Il risparmio sicuro: conto deposito e prodotti garantiti
È la base, senza rischio sul capitale, ma con un rendimento modesto che a malapena segue l’inflazione. Perfetto per il fondo di emergenza e i progetti a breve termine, insufficiente per far crescere davvero il patrimonio nel tempo.
La borsa, tramite i fondi indicizzati
Contrariamente all’immagine speculativa che si porta dietro, la borsa può essere affrontata in modo molto semplice: si acquista un fondo indicizzato (ETF) che replica un intero mercato, e lo si mantiene per anni. Nessun bisogno di scegliere singoli titoli. Se questo approccio passivo ti convince, la mia guida su come investire in borsa da principianti con gli ETF mostra come aprire un conto titoli e programmare versamenti automatici, serenamente. Tieni presente che il capitale può scendere: è un investimento di lungo termine.
L’immobiliare senza comprare un intero appartamento
Si pensa spesso che investire nel mattone richieda un grosso anticipo e un mutuo. Non è più così: si possono ricevere rendite da poche centinaia di euro. Per capire il meccanismo del « mattone-carta » e i suoi limiti, il dossier sui fondi immobiliari e l’immobiliare a reddito passivo spiega il rendimento realistico, i costi d’ingresso e la liquidità limitata di questo investimento.
Fase 4: la regolarità e gli interessi composti
Ecco il segreto meno spettacolare e più potente dell’investimento: versare una somma fissa a intervalli regolari, qualunque cosa accada sui mercati. Si parla di piano di accumulo (PAC). Comprando un po’ ogni mese, si livella meccanicamente il prezzo d’acquisto: si compra di più quando i prezzi sono bassi e di meno quando sono alti, senza dover indovinare il momento giusto.

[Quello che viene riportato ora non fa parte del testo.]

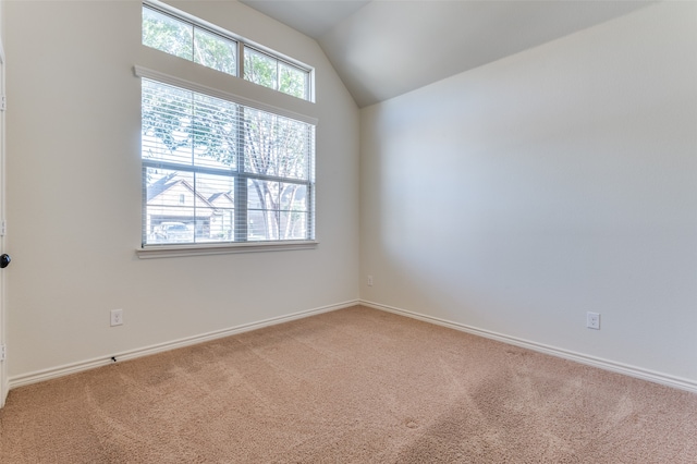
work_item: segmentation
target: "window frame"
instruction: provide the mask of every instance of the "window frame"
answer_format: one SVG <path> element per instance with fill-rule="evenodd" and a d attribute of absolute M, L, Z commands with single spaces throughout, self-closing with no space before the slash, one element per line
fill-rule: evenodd
<path fill-rule="evenodd" d="M 283 94 L 283 95 L 291 96 L 293 98 L 299 98 L 301 100 L 309 101 L 311 103 L 315 102 L 315 69 L 314 68 L 308 66 L 307 64 L 305 64 L 305 63 L 303 63 L 303 62 L 301 62 L 298 60 L 294 60 L 294 59 L 292 59 L 290 57 L 286 57 L 286 56 L 278 52 L 276 50 L 272 50 L 272 49 L 270 49 L 268 47 L 265 47 L 265 46 L 262 46 L 260 44 L 257 44 L 257 42 L 254 42 L 252 40 L 248 40 L 248 39 L 246 39 L 246 38 L 244 38 L 244 37 L 242 37 L 240 35 L 236 35 L 236 34 L 234 34 L 234 33 L 232 33 L 230 30 L 225 30 L 222 27 L 219 27 L 219 26 L 217 26 L 215 24 L 211 24 L 211 23 L 209 23 L 207 21 L 204 21 L 204 20 L 201 20 L 199 17 L 196 17 L 196 16 L 194 16 L 192 14 L 188 14 L 188 13 L 186 13 L 184 11 L 181 11 L 181 10 L 178 10 L 178 9 L 175 9 L 173 7 L 170 7 L 169 4 L 163 3 L 161 1 L 158 1 L 158 0 L 142 0 L 142 8 L 149 8 L 149 9 L 151 9 L 151 10 L 158 12 L 158 13 L 161 13 L 161 14 L 164 14 L 167 16 L 170 16 L 173 20 L 181 21 L 182 23 L 186 23 L 186 24 L 191 25 L 194 29 L 199 28 L 199 29 L 206 30 L 206 32 L 208 32 L 210 34 L 217 35 L 217 36 L 219 36 L 219 37 L 221 37 L 223 39 L 235 41 L 236 46 L 237 46 L 237 50 L 236 50 L 236 54 L 235 54 L 235 68 L 236 68 L 235 74 L 233 75 L 233 74 L 229 74 L 229 73 L 224 73 L 223 72 L 224 74 L 227 74 L 229 76 L 232 76 L 232 77 L 244 80 L 246 82 L 253 83 L 255 85 L 259 85 L 259 86 L 265 87 L 265 88 L 269 88 L 271 90 L 278 91 L 278 93 Z M 148 46 L 145 46 L 145 47 L 148 47 Z M 149 47 L 149 48 L 151 48 L 151 47 Z M 244 74 L 245 74 L 245 71 L 244 71 L 245 48 L 249 48 L 249 49 L 252 49 L 253 51 L 255 51 L 257 53 L 266 54 L 269 58 L 271 58 L 273 60 L 277 60 L 277 68 L 278 68 L 279 63 L 284 63 L 284 64 L 286 64 L 286 65 L 289 65 L 291 68 L 295 68 L 295 69 L 297 69 L 299 71 L 306 72 L 307 73 L 307 81 L 305 83 L 305 95 L 306 95 L 306 98 L 295 97 L 294 95 L 281 91 L 281 90 L 276 89 L 276 88 L 267 87 L 265 85 L 257 84 L 254 81 L 249 81 L 249 80 L 245 78 L 245 76 L 244 76 Z M 154 49 L 158 50 L 157 48 L 154 48 Z M 162 53 L 167 53 L 167 52 L 162 51 Z M 168 54 L 170 54 L 170 53 L 168 53 Z M 172 56 L 176 57 L 175 54 L 172 54 Z M 195 62 L 195 61 L 188 60 L 186 58 L 181 58 L 181 57 L 178 57 L 178 58 L 180 58 L 182 60 Z M 201 64 L 201 65 L 205 66 L 205 64 Z M 213 69 L 213 68 L 211 68 L 211 69 Z M 222 72 L 222 71 L 220 71 L 220 72 Z M 278 82 L 279 78 L 280 77 L 277 76 L 277 82 Z"/>
<path fill-rule="evenodd" d="M 293 68 L 296 69 L 301 69 L 304 71 L 308 72 L 307 75 L 307 81 L 306 81 L 306 95 L 307 95 L 307 99 L 303 99 L 303 98 L 298 98 L 298 97 L 294 97 L 290 94 L 285 94 L 285 93 L 281 93 L 279 90 L 274 90 L 272 88 L 268 88 L 270 91 L 276 93 L 276 94 L 280 94 L 280 95 L 286 95 L 290 97 L 294 97 L 297 98 L 298 100 L 304 100 L 307 101 L 308 103 L 314 103 L 314 91 L 313 91 L 313 83 L 314 83 L 314 70 L 310 69 L 307 65 L 304 65 L 302 63 L 296 62 L 295 60 L 290 60 L 286 57 L 277 53 L 272 50 L 267 49 L 266 47 L 261 47 L 258 46 L 257 44 L 250 42 L 248 40 L 245 40 L 236 35 L 232 35 L 232 34 L 221 34 L 221 30 L 217 27 L 212 25 L 196 19 L 189 14 L 183 13 L 179 14 L 179 11 L 172 12 L 171 8 L 169 5 L 166 5 L 159 1 L 154 1 L 154 0 L 145 0 L 142 2 L 142 8 L 151 8 L 160 13 L 164 13 L 167 15 L 170 16 L 174 16 L 175 19 L 180 20 L 180 21 L 185 21 L 186 23 L 193 23 L 195 27 L 199 27 L 203 28 L 207 32 L 217 34 L 217 35 L 221 35 L 221 37 L 227 38 L 227 39 L 232 39 L 235 40 L 237 44 L 237 54 L 235 57 L 235 63 L 236 63 L 236 73 L 237 75 L 233 76 L 232 74 L 224 74 L 225 76 L 228 76 L 231 80 L 244 80 L 244 54 L 241 53 L 241 51 L 245 48 L 252 48 L 257 52 L 261 52 L 264 54 L 270 56 L 272 59 L 277 60 L 277 62 L 279 63 L 285 63 L 286 65 L 291 65 Z M 225 33 L 225 32 L 223 32 Z M 146 45 L 143 45 L 143 47 L 147 47 L 149 49 L 152 50 L 157 50 L 156 48 L 151 48 L 148 47 Z M 164 53 L 167 56 L 172 57 L 175 60 L 181 60 L 181 58 L 167 53 L 166 51 L 161 51 L 161 53 Z M 189 61 L 189 60 L 186 60 Z M 191 61 L 192 63 L 195 63 L 193 61 Z M 156 65 L 157 68 L 157 65 Z M 192 66 L 188 66 L 192 68 Z M 249 241 L 249 240 L 245 240 L 245 241 L 237 241 L 236 239 L 239 239 L 237 236 L 233 237 L 233 240 L 235 241 L 225 241 L 225 242 L 200 242 L 200 243 L 182 243 L 182 244 L 175 244 L 175 243 L 162 243 L 162 244 L 156 244 L 156 243 L 147 243 L 145 234 L 148 232 L 147 231 L 147 192 L 146 192 L 146 180 L 145 178 L 142 179 L 142 188 L 143 188 L 143 197 L 142 197 L 142 207 L 144 208 L 143 210 L 143 217 L 142 217 L 142 223 L 140 223 L 140 231 L 142 231 L 142 244 L 139 248 L 136 248 L 136 254 L 139 258 L 162 258 L 162 257 L 182 257 L 182 256 L 199 256 L 199 255 L 218 255 L 218 254 L 229 254 L 229 253 L 249 253 L 249 252 L 270 252 L 270 251 L 292 251 L 292 249 L 308 249 L 308 248 L 316 248 L 319 244 L 319 242 L 317 241 L 317 229 L 316 229 L 316 224 L 317 224 L 317 203 L 316 203 L 316 198 L 315 198 L 315 193 L 316 193 L 316 180 L 315 180 L 315 164 L 316 164 L 316 148 L 317 148 L 317 124 L 318 124 L 318 120 L 311 115 L 308 114 L 304 114 L 304 113 L 298 113 L 296 111 L 294 111 L 293 109 L 290 108 L 283 108 L 283 107 L 279 107 L 277 103 L 278 101 L 281 101 L 283 105 L 284 100 L 283 98 L 281 99 L 273 99 L 273 105 L 269 105 L 267 102 L 261 102 L 261 101 L 257 101 L 247 97 L 244 97 L 242 95 L 237 95 L 237 94 L 232 94 L 227 89 L 220 89 L 220 88 L 216 88 L 216 87 L 211 87 L 208 85 L 208 82 L 206 82 L 206 78 L 203 80 L 203 82 L 196 82 L 191 81 L 191 75 L 188 74 L 184 74 L 186 75 L 186 77 L 188 77 L 188 80 L 185 80 L 183 77 L 176 76 L 176 75 L 171 75 L 171 74 L 167 74 L 160 71 L 156 71 L 156 70 L 151 70 L 142 65 L 134 65 L 133 68 L 134 70 L 134 74 L 137 77 L 140 78 L 147 78 L 150 81 L 155 81 L 158 83 L 162 83 L 166 85 L 171 85 L 174 87 L 179 87 L 179 88 L 183 88 L 186 90 L 191 90 L 194 93 L 199 93 L 203 95 L 207 95 L 210 97 L 215 97 L 215 98 L 219 98 L 222 100 L 227 100 L 233 103 L 237 103 L 237 105 L 242 105 L 245 107 L 249 107 L 256 110 L 261 110 L 261 111 L 266 111 L 272 114 L 276 114 L 278 117 L 283 117 L 283 118 L 290 118 L 292 120 L 296 120 L 299 122 L 304 122 L 304 123 L 308 123 L 313 126 L 311 131 L 313 131 L 313 138 L 311 138 L 311 146 L 310 146 L 310 150 L 311 152 L 309 154 L 310 158 L 309 158 L 309 166 L 308 166 L 308 170 L 309 170 L 309 178 L 308 178 L 308 188 L 307 188 L 307 195 L 308 195 L 308 208 L 307 208 L 307 215 L 308 215 L 308 221 L 307 224 L 310 228 L 309 229 L 309 234 L 308 234 L 308 239 L 305 240 L 272 240 L 272 241 Z M 220 71 L 217 71 L 215 69 L 210 69 L 210 68 L 206 68 L 206 72 L 216 72 L 216 73 L 220 73 Z M 172 72 L 171 69 L 168 70 L 169 72 Z M 176 74 L 176 73 L 175 73 Z M 244 80 L 245 82 L 249 82 L 249 83 L 254 83 L 252 81 L 247 81 Z M 140 85 L 140 91 L 143 93 L 143 85 Z M 143 98 L 143 96 L 140 96 L 140 99 Z M 307 105 L 307 103 L 305 103 Z M 313 105 L 314 106 L 314 105 Z M 291 105 L 291 107 L 294 107 L 293 105 Z M 301 106 L 302 108 L 309 108 L 309 107 L 305 107 L 305 106 Z M 310 111 L 310 113 L 314 111 Z M 140 131 L 143 130 L 143 123 L 140 123 Z M 140 154 L 142 157 L 142 154 Z M 142 172 L 145 172 L 147 169 L 147 162 L 144 162 L 145 159 L 142 158 L 140 160 L 140 164 L 142 164 Z M 164 169 L 164 168 L 163 168 Z M 181 170 L 178 168 L 178 170 Z M 242 172 L 242 170 L 239 171 L 239 173 Z M 245 176 L 245 174 L 240 175 L 239 178 L 235 179 L 247 179 L 247 176 Z M 283 181 L 284 182 L 284 181 Z M 235 182 L 235 184 L 239 184 L 239 182 Z M 248 207 L 246 208 L 248 209 Z M 235 212 L 236 213 L 236 212 Z M 248 239 L 248 237 L 246 237 Z"/>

A questo si aggiungono gli interessi composti. Reinvestire i guadagni ogni anno crea un effetto palla di neve: 100€ investiti al 6% producono 6€ il primo anno, ma questi 6€ producono a loro volta negli anni successivi. Su venti o trent’anni, questo effetto trasforma versamenti modesti in un capitale tutt’altro che modesto. È il tempo, molto più dell’importo iniziale, a fare il risultato.
E prima di avere un capitale da investire?
Tutto ciò che precede presuppone di avere un po’ di denaro da mettere da parte ogni mese. Se non è ancora il tuo caso, la leva più efficace non è investire meglio, ma generare redditi supplementari da investire in seguito. Esistono numerose possibilità: per costruirti una prima capacità di risparmio, guarda i metodi concreti per guadagnare soldi online, che potrai poi far fruttare grazie ai principi visti qui.
L’investimento si inscrive in una strategia finanziaria più ampia, affrontata nella guida completa per guadagnare e far crescere i propri soldi, che riposiziona ogni leva nell’insieme.
In sintesi: prima metti al sicuro, poi definisci il tuo orizzonte, poi distribuisci sulle tre famiglie, infine versa regolarmente e lascia lavorare il tempo. Inizia in piccolo già questo mese — un investimento modesto ma reale vale sempre più di una strategia perfetta mai avviata.